Abriu uma das torneiras do chuveiro
coletivo, as gotas frias caindo, esparsas, por poucos minutos. Enquanto se enxugava
viu pelo espelho seus dois companheiros entrando para o banho. Mirou-se uma vez
mais, viu a imagem esgarçada, cujos traços se definhavam com o passar dos dias e
dos meses. O olhar, que um dia fora de perseverança, estava nebuloso. Penteou
os cabelos ainda úmidos enquanto pensava na proximidade de mais um final de ano
que o pegava desprevenido. Lembrou-se que a noite seguinte seria de Natal,
desejos de consumo que afloravam e presentes que se furtavam. Não saberia como
encarar seus filhos, para quem as promessas de melhores dias se acumulavam.

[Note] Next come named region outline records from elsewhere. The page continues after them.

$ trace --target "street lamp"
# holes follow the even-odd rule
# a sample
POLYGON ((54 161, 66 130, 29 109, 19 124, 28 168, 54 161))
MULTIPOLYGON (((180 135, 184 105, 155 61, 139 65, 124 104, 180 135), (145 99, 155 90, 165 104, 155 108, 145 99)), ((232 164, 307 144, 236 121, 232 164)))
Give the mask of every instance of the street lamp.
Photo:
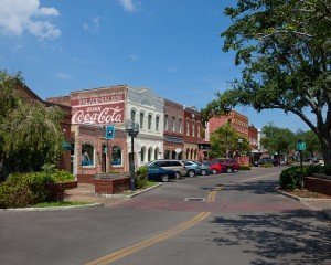
POLYGON ((135 161, 134 161, 134 141, 137 135, 139 134, 139 124, 135 123, 132 119, 127 119, 126 121, 126 131, 131 136, 131 153, 129 155, 129 165, 130 165, 130 189, 135 190, 135 161))

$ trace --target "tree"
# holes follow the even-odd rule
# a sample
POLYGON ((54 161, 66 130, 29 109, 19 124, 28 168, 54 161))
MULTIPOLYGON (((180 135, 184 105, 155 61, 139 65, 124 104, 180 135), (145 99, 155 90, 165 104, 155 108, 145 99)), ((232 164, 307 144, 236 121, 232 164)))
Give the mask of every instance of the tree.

Maldito emprego, esbravejou para si, chamando a atenção dos amigos. Saiu às
pressas, ganhou as ruas banhadas pelo sol inclemente, não conseguiu sentir-se
livre.
Pensou em beber um trago no boteco,
diante do ponto de ônibus, afinal ainda era cedo. Os amigos o convidaram para o
bilhar. Bateu a mão no bolso, parte do dinheiro do vale estava ali, bem, por
que não um joguinho? Tentou desabafar antes das tacadas, reclamando dos seus
fracassos, que por serem também dos demais, caíram no vazio. Ninguém estava a
fins de lembrar da vida, mas aproveitar o jogo e beber. Vieram à baila os
prognósticos do campeonato do bairro, comentários da prisão do Bola Sete, as
mulheres do imaginário e da vida real... e o tempo passou. No final da tarde,
já bem grogue, resolveu ir para casa, mais pela falta de dinheiro do que por
vontade própria.
A noite pronunciava-se com a languidez habitual, quando sua silhueta despontou no alto da rua de terra. Brincando em frente do barraco, o filho menor viu o pai se aproximar. Os demais filhos e a mulher o receberam, num silêncio ainda mais grave que de costume. O mesmo homem, bêbado, sem forças, ruminando desgosto. Ele tirou da mochila dois belos ossos com alguma carne em seus interstícios, colocou-os na mesa junto com a roupa suja e foi para o quarto, desabando na cama até o dia seguinte.